Posse: após tomar posse do cargo efetivo, o servidor público terá 15 dias para entrar em exercício (após a posse a pessoa se torna servidor público).

Estágio probatório: o servidor público após três anos do efetivo exercício poderá adquirir a estabilidade.

Durante o período do estágio probatório será observada a aptidão e a capacidade do servidor, sendo objeto de avaliação para o desempenho do cargo, observados os seguintes fatores: assiduidade; disciplina; capacidade de iniciativa; produtividade; responsabilidade.

Por fim, quatro meses antes do fim do período do estágio probatório, a avaliação do desempenho do servidor será realizada por comissão constituída para essa finalidade, sendo submetida à homologação da autoridade competente (art. 20, § 1º, Lei nº 8.112/1990).

 

6.7.2. Remuneração dos agentes públicos

O subsídio é fixado em parcela única, sendo este uma retribuição que, precipuamente, por ser “parcela única” pretende impedir que possam ser concedidas outras vantagens com natureza remuneratória (“penduricalhos”).
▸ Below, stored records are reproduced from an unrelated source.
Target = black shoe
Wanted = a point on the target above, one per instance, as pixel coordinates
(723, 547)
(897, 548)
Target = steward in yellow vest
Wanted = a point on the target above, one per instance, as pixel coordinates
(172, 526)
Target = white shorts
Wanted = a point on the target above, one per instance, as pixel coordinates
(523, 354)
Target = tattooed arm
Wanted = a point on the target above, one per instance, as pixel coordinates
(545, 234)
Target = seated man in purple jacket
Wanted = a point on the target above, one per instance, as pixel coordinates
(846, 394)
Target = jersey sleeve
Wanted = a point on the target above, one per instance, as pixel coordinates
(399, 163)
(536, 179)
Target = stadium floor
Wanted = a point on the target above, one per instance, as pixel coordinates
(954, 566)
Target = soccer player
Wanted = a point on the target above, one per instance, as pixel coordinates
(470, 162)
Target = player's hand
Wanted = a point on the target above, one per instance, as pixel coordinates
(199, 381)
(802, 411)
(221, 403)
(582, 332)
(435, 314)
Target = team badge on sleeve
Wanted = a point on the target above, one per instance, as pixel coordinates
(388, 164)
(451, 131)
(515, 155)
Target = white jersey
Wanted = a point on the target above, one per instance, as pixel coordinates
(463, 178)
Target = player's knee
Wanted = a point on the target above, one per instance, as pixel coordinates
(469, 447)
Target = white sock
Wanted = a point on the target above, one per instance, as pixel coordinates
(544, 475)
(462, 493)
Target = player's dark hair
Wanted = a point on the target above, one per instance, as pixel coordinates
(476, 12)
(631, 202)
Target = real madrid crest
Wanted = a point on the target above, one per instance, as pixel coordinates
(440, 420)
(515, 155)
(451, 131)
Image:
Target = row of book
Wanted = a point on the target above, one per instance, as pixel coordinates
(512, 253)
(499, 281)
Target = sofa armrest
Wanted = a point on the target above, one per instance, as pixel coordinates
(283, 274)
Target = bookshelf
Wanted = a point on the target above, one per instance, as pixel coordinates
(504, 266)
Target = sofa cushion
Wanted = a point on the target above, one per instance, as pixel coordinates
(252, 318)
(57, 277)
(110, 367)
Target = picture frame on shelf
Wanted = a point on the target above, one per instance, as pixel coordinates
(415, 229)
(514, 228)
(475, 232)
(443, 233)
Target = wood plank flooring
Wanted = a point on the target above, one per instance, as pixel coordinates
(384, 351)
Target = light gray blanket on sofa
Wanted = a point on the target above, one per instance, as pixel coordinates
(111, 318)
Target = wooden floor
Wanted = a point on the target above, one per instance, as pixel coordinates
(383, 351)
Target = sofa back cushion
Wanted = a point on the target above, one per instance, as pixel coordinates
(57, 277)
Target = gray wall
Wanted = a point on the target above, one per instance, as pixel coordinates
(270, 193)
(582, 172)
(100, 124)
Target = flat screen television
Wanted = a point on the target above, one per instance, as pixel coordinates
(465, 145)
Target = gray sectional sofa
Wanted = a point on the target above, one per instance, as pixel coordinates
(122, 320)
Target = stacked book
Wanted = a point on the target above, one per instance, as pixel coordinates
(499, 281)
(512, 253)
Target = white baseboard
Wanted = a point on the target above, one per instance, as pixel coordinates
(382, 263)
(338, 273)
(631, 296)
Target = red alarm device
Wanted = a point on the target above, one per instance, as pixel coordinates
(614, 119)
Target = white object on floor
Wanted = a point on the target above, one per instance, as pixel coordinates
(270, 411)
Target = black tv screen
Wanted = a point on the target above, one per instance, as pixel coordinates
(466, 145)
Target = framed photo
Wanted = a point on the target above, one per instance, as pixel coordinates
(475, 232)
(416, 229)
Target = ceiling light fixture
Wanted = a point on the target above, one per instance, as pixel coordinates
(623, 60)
Por sua vez, a remuneração é o vencimento do cargo efetivo, acrescido das vantagens pecuniárias permanentes estabelecidas em lei (Art. 41). O vencimento é a retribuição pecuniária pelo exercício de cargo público, com valor fixado em lei (Art. 40).

Quadro: Composição da remuneração

As vantagens são os pagamentos que poderão ser pagos ao servidor – indenizações, gratificações, adicionais. Como exemplo de indenizações podemos citar as ajudas de custo, auxílio-moradia, auxílio-transporte etc. Já as gratificações e adicionais, em regra, são compostas por: adicional de férias, adicional noturno, adicional de insalubridade, adicional por serviço extraordinário e gratificação por exercer função de confiança.

Como cai na prova?

1 - (FGV – OAB – XXI Exame / 2016) João foi aprovado em concurso público para o cargo de agente administrativo do Estado Alfa. Após regular investidura, recebeu sua primeira remuneração. Contudo, os valores apontados na folha de pagamento causaram estranheza, considerando que a rubrica de seu vencimento-base se mostrava inferior ao salário mínimo vigente, montante que só era alcançado se considerados os demais valores (adicionais e gratificações) que compunham a sua remuneração total.

Diante dessa situação hipotética, assinale a afirmativa correta.

A)  A remuneração de João é constitucional, porque a garantia do salário mínimo não é aplicável aos servidores públicos.

B)  A remuneração de João é inconstitucional, porque o seu vencimento-base teria que ser superior ao salário mínimo.

C)  A remuneração de João é constitucional, porque a garantia do salário mínimo se refere ao total da remuneração percebida.

D)  A remuneração de João é inconstitucional, pois todo servidor público deve receber por subsídio, fixado em parcela única.

Comentários:

A questão cobra o conhecimento do artigo 41 da Lei 8.112/90 que estudamos em nosso curso. Lembrem-se de que a garantia não receber valor inferior ao salário mínimo envolve a REMUNERAÇÃO (que engloba, entre outros itens, o vencimento).

Art. 41. Remuneração é o vencimento do cargo efetivo, acrescido das vantagens pecuniárias permanentes estabelecidas em lei. (...)

§ 3º O vencimento do cargo efetivo, acrescido das vantagens de caráter permanente, é irredutível. (...)

§ 5º Nenhum servidor receberá remuneração inferior ao salário mínimo.

Logo, o fato de João receber VENCIMENTO inferior ao salário mínimo não ofende a Constituição, desde que a REMUNERAÇÃO não seja inferior ao salário mínimo. Sendo assim, nosso gabarito é: A remuneração de João é constitucional, porque a garantia do salário mínimo se refere ao total da remuneração percebida.